A causal discovery Python package
Project description
FPCMCI - Filtered PCMCI
Extension of the state-of-the-art causal discovery method PCMCI augmented with a feature-selection method based on Transfer Entropy. The algorithm, starting from a prefixed set of variables, identifies the correct subset of features and possible links between them which describe the observed process. Then, from the selected features and links, a causal model is built.
Why FPCMCI?
Current state-of-the-art causal discovery approaches suffer in terms of speed and accuracy of the causal analysis when the process to be analysed is composed by a large number of features. FPCMCI is able to select the most meaningful features from a set of variables and build a causal model from such selection. To this end, the causal analysis results faster and more accurate.
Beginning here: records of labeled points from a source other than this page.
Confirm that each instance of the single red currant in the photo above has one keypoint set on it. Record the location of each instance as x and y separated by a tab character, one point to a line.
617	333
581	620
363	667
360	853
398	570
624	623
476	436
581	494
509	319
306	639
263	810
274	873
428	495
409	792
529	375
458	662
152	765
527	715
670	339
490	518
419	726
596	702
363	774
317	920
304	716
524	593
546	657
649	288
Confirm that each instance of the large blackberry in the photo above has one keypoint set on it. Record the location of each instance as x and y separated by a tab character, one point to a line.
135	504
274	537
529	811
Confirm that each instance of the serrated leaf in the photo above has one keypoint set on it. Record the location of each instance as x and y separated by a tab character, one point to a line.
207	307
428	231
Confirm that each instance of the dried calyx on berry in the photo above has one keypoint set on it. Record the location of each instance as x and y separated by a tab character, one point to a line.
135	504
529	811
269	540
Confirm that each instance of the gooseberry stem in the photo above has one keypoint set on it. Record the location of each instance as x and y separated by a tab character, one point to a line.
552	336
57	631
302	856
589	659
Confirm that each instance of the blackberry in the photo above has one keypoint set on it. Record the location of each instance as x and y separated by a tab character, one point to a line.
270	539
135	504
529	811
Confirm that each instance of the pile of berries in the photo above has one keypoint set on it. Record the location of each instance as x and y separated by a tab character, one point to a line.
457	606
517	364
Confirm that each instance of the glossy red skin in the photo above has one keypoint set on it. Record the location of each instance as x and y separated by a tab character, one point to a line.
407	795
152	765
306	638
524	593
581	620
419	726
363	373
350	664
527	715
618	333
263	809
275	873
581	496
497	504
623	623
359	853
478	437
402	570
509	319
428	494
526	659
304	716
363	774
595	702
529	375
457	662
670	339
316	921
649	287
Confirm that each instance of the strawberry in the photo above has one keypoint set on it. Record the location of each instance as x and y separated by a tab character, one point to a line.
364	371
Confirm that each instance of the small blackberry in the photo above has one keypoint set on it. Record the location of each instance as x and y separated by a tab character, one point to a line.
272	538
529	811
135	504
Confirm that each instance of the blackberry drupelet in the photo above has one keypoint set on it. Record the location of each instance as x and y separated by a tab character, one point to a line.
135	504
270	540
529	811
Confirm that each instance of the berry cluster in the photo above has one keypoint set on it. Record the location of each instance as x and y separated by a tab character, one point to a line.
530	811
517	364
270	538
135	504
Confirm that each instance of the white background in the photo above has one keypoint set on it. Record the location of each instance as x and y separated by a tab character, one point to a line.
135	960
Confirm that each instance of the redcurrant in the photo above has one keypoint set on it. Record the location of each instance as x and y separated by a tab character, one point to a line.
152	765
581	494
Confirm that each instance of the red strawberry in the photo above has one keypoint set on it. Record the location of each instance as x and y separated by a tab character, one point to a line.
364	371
In the following it is presented an example showing a comparison between causal models obtained by PCMCI and FPCMCI causal discovery algorithms on the same data. The latter have been created as follows:
min_lag = 1
max_lag = 1
np.random.seed(1)
nsample = 1500
nfeature = 6
d = np.random.random(size = (nsample, feature))
for t in range(max_lag, nsample):
d[t, 0] += 2 * d[t-1, 1] + 3 * d[t-1, 3]
d[t, 2] += 1.1 * d[t-1, 1]**2
d[t, 3] += d[t-1, 3] * d[t-1, 2]
d[t, 4] += d[t-1, 4] + d[t-1, 5] * d[t-1, 0]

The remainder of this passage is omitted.